结论:Mas激活可促进血肿吸收,改善神经功能缺损,缓解神经元凋亡,减少神经炎症,并通过Akt/Nrf2信号通路调节ICH后小胶质细胞/巨噬细胞的功能和表型。因此,鼻内应用Mas激动剂ACE0991可能为ICH患者的临床治疗提供有希望的策略。
方法:C57BL/6小鼠纹状体注射胶原酶建立ICH模型。在ICH后鼻内施用Mas受体激动剂AVE0991(0.9mg/kg)。使用行为测试的组合,西方印迹,免疫荧光染色,血肿体积,脑水肿,定量PCR,TUNEL染色,Fluoro-JadeC染色,尼氏染色,和药理学方法,我们研究了鼻内应用AVE0991对ICH后血肿吸收和神经系统结局的影响,并研究了其潜在机制.

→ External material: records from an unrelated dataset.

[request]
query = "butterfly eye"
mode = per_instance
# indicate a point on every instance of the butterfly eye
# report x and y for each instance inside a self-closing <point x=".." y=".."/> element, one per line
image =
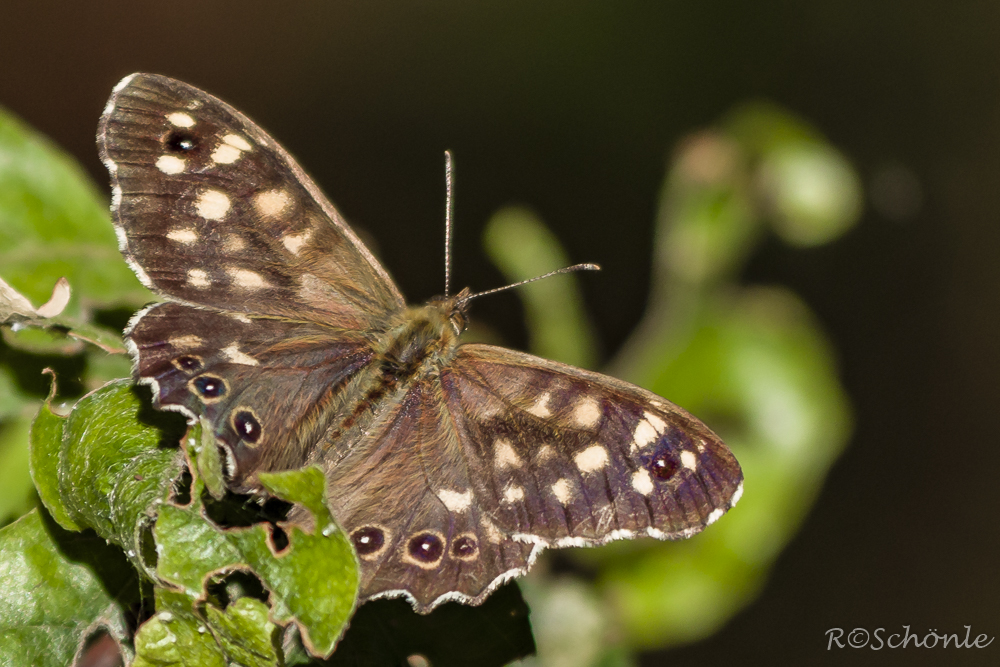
<point x="368" y="540"/>
<point x="180" y="142"/>
<point x="247" y="426"/>
<point x="209" y="387"/>
<point x="425" y="548"/>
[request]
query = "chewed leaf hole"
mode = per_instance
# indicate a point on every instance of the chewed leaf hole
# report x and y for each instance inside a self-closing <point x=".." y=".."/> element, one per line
<point x="240" y="511"/>
<point x="279" y="538"/>
<point x="225" y="589"/>
<point x="181" y="492"/>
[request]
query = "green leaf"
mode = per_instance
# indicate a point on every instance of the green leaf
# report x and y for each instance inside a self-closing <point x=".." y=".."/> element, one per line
<point x="56" y="225"/>
<point x="16" y="490"/>
<point x="175" y="636"/>
<point x="313" y="582"/>
<point x="387" y="632"/>
<point x="245" y="634"/>
<point x="116" y="457"/>
<point x="45" y="444"/>
<point x="522" y="247"/>
<point x="58" y="589"/>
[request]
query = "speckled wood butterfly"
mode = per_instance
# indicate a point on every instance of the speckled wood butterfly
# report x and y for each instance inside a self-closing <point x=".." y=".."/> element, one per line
<point x="451" y="466"/>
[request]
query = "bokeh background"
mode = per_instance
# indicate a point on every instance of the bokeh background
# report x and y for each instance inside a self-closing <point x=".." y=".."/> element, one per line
<point x="573" y="108"/>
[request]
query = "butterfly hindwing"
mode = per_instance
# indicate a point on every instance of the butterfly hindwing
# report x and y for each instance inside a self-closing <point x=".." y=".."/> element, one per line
<point x="574" y="457"/>
<point x="506" y="454"/>
<point x="231" y="369"/>
<point x="211" y="210"/>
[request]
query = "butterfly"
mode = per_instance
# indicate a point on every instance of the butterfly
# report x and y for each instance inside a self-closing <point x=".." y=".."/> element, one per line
<point x="450" y="465"/>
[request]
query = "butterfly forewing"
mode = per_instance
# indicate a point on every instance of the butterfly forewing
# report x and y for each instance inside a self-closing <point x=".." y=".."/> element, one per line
<point x="212" y="211"/>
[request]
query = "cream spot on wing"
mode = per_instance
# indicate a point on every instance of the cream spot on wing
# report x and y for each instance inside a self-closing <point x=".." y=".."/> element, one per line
<point x="272" y="203"/>
<point x="587" y="412"/>
<point x="504" y="455"/>
<point x="185" y="342"/>
<point x="185" y="236"/>
<point x="493" y="533"/>
<point x="643" y="435"/>
<point x="170" y="164"/>
<point x="212" y="204"/>
<point x="455" y="501"/>
<point x="513" y="494"/>
<point x="315" y="291"/>
<point x="180" y="119"/>
<point x="642" y="482"/>
<point x="236" y="141"/>
<point x="234" y="243"/>
<point x="226" y="154"/>
<point x="647" y="431"/>
<point x="198" y="278"/>
<point x="562" y="491"/>
<point x="230" y="149"/>
<point x="592" y="459"/>
<point x="736" y="496"/>
<point x="541" y="406"/>
<point x="294" y="242"/>
<point x="237" y="356"/>
<point x="246" y="278"/>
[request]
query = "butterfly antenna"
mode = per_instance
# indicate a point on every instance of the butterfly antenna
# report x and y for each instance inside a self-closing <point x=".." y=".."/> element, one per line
<point x="567" y="269"/>
<point x="449" y="214"/>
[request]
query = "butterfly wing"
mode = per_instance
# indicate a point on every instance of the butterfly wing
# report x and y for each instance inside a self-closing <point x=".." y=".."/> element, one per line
<point x="270" y="387"/>
<point x="211" y="211"/>
<point x="503" y="454"/>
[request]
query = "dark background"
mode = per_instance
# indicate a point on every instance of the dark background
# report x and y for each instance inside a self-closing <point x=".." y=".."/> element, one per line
<point x="572" y="107"/>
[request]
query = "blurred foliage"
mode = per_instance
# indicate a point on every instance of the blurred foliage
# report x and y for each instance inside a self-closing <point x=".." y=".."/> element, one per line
<point x="749" y="360"/>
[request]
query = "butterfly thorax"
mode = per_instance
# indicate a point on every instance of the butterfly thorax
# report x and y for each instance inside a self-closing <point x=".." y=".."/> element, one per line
<point x="422" y="339"/>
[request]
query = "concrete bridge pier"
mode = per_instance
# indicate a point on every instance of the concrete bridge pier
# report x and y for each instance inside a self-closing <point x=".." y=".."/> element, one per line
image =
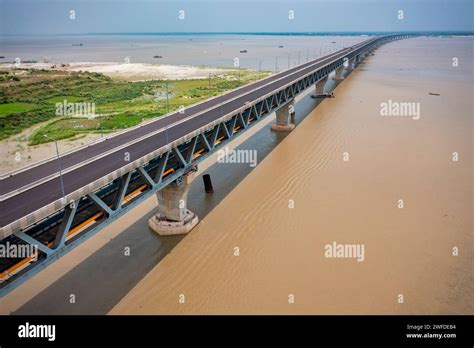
<point x="339" y="73"/>
<point x="351" y="64"/>
<point x="285" y="118"/>
<point x="172" y="216"/>
<point x="319" y="86"/>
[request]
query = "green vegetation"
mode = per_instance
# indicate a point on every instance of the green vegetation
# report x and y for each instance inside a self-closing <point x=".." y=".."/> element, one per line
<point x="11" y="108"/>
<point x="32" y="97"/>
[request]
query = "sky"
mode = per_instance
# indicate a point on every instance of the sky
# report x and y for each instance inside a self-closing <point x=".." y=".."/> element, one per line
<point x="39" y="17"/>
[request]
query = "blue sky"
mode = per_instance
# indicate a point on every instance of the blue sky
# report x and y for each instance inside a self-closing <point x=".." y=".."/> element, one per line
<point x="112" y="16"/>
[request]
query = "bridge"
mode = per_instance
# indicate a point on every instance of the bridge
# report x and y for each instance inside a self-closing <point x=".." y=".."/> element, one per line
<point x="57" y="203"/>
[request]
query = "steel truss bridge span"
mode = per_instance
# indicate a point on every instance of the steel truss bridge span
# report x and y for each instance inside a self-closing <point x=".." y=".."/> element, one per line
<point x="106" y="179"/>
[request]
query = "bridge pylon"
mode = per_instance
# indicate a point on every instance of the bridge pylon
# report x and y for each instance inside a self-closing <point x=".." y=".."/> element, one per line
<point x="173" y="216"/>
<point x="285" y="118"/>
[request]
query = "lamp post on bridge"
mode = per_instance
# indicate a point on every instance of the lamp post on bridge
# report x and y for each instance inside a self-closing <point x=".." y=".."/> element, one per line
<point x="59" y="164"/>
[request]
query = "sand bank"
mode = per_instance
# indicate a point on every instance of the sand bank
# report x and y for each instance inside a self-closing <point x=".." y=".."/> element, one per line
<point x="130" y="71"/>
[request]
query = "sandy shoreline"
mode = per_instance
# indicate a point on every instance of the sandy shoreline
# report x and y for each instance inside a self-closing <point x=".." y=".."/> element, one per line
<point x="409" y="251"/>
<point x="129" y="71"/>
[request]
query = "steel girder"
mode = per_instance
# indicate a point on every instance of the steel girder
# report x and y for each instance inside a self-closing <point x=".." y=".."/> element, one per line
<point x="86" y="216"/>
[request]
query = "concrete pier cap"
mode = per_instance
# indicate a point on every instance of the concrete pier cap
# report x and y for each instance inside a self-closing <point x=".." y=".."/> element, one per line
<point x="285" y="118"/>
<point x="173" y="216"/>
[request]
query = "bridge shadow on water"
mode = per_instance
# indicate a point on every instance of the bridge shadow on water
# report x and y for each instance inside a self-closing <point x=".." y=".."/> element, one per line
<point x="107" y="275"/>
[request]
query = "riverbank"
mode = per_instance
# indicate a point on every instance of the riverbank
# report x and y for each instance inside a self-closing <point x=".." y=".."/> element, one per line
<point x="281" y="224"/>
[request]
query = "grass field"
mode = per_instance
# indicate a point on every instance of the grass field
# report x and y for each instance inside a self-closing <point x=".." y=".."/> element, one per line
<point x="32" y="96"/>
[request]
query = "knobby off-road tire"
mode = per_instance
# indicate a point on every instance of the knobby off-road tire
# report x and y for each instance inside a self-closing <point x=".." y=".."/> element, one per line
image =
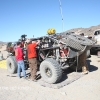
<point x="11" y="65"/>
<point x="79" y="68"/>
<point x="50" y="70"/>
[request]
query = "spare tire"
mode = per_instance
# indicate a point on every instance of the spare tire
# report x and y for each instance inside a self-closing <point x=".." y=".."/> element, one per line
<point x="11" y="64"/>
<point x="50" y="70"/>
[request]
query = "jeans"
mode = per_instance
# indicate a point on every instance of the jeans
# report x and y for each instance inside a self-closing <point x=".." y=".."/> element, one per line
<point x="21" y="66"/>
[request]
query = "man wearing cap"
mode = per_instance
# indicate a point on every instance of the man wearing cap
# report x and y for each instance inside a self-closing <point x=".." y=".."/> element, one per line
<point x="32" y="57"/>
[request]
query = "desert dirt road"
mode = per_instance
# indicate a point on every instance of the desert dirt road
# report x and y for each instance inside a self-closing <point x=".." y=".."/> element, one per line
<point x="85" y="88"/>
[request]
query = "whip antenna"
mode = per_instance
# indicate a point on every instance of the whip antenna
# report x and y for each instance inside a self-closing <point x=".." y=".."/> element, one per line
<point x="61" y="16"/>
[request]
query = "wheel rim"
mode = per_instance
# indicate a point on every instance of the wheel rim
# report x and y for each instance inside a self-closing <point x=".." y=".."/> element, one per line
<point x="48" y="72"/>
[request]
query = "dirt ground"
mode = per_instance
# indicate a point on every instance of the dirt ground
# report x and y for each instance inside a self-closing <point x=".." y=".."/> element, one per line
<point x="85" y="88"/>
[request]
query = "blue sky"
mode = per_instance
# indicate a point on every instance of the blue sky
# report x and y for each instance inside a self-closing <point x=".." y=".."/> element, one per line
<point x="35" y="17"/>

结果:发现Mas受体在活化的小胶质细胞/巨噬细胞中显著表达,Mas受体在小胶质细胞/巨噬细胞中的峰值表达在大约3-5天观察到,随后下降。治疗后AVE0991激活Mas可促进血肿吸收,减少脑水肿,并改善ICH小鼠的短期和长期神经功能。此外,AVE0991治疗可有效减弱神经元凋亡,抑制中性粒细胞浸润,并减少ICH后血肿周围炎症细胞因子的释放。机械上,AVE0991后处理显着促进小胶质细胞/巨噬细胞向抗炎,吞噬,和修复表型,Mas抑制剂A779和Nrf2抑制剂ML385消除了通过Mas激活的小胶质细胞/巨噬细胞的这种功能表型转变。此外,ICH小胶质细胞清除后,AVE0991治疗的血肿清除和神经保护作用被逆转。
结论:Mas激活可促进血肿吸收,改善神经功能缺损,缓解神经元凋亡,减少神经炎症,并通过Akt/Nrf2信号通路调节ICH后小胶质细胞/巨噬细胞的功能和表型。因此,鼻内应用Mas激动剂ACE0991可能为ICH患者的临床治疗提供有希望的策略。